Masih banyak perusahaan yang keberatan untuk menggunakan strategi membedakan kemampuan pegawai (workforce differentiation). Mereka umumnya masih selalu memberikan perhatian yang sama kepada pegawainya. Pemimpinnya banyak yang khawatir apabila menerapkan workforce differentiation, dapat menyebabkan pegawainya menjadi demotivasi. Mereka sangat khawatir apabila tidak mendapatkan dukungan dari pegawai, takut kalau-kalau dicap sebagai pemimpin yang tidak populer.

Tetapi situasi yang berkembang tidak selamanya seperti itu. Kini banyak juga muncul para pemimpin yang lebih visioner yang ingin memberikan prestasi yang lebih baik ke perusahaan. Tuntutan stakeholders yang semakin tinggi dan iklim persaingan yang semakin ketat, membuat para pemimpin tidak mungkin mampu mempertahankan kebijakan yang sama rata sama rasa. Bukan sekedar sebagai kebijakan yang tidak adil, juga sikap sama rata sama rasa itu dapat menyebabkan demotivasi bagi pegawai (terbaik) untuk memberikan kontribusi optimum kepada perusahaan.

Karena itu, kebijakan differentiation adalah pilihan penting, meskipun sulit tetapi perlu secara konsisten dijalankan. Tidak pada tempatnya lagi untuk memberikan toleransi tanpa batas kepada pegawai yang kinerjanya rendah (low performer). Pegawai yang Low Perfomer perlu mendapatkan lampu kuning, peringatan agar memperbaiki diri. Apakah menyangkut perilaku dan attitude yang tidak positip, atau karena kemampuan teknikal yang dianggap sudah out-of-date. Pemimpin dan Line Manager dituntut, pertama, harus mampu melakukan evaluasi ulang yang tegas sehingga dapat diketahui, siapa-siapa yang termasuk Top Performance, Middle Performance, dan yang Low Performance. Melakukan evaluasi yang tegas seperti ini, jelas bukan sesuatu yang mudah. Umumnya kita masih mempunyai sifat tidak tega dan kasihan yang apabila terlalu dominan, justru bisa memberikan pengaruh besar (negatif) ke perusahaan dan anak buah yang sebenarnya harus kita perbaiki.

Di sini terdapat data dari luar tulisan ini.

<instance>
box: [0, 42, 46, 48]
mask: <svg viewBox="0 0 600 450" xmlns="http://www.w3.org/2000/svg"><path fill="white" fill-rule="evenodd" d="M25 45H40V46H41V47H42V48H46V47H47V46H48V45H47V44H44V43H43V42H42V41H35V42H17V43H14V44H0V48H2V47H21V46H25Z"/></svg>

Ketidakmampuan dan ketidaktegasan kita dalam memberikan penilaian, dalam jangka panjang akan menyebabkan kerugian bagi perusahaan/organisasi dan tentunya diri kita sendiri, termasuk kepada pegawai yang Low Performer itu. banyak pimpinan dan Line Manager memberikan penilaian cukup baik kepada pegawai yang low performer dengan maksud agar pegawai yang bersangkutan tidak merasa dikorbankan. Padahal tentu saja penilaian seperti itu sebenarnya palsu dan membuat yang bersangkutan tidak mengetahui kekurangannya dan tidak berupaya memperbaiki dirinya menjadi lebih baik.

Oleh karena itu, melakukan pembedaan bukanlah sesuatu yang kejam dan bertujuan untuk menghancurkan karir seseorang. Kebijakan ini, di samping untuk menciptakan rasa adil, juga dimaksudkan sebagai upaya untuk memperbaiki diri agar tidak selalu merasa masih bagus padahal sebenarnya sudah berada dalam kondisi mengkhawatirkan.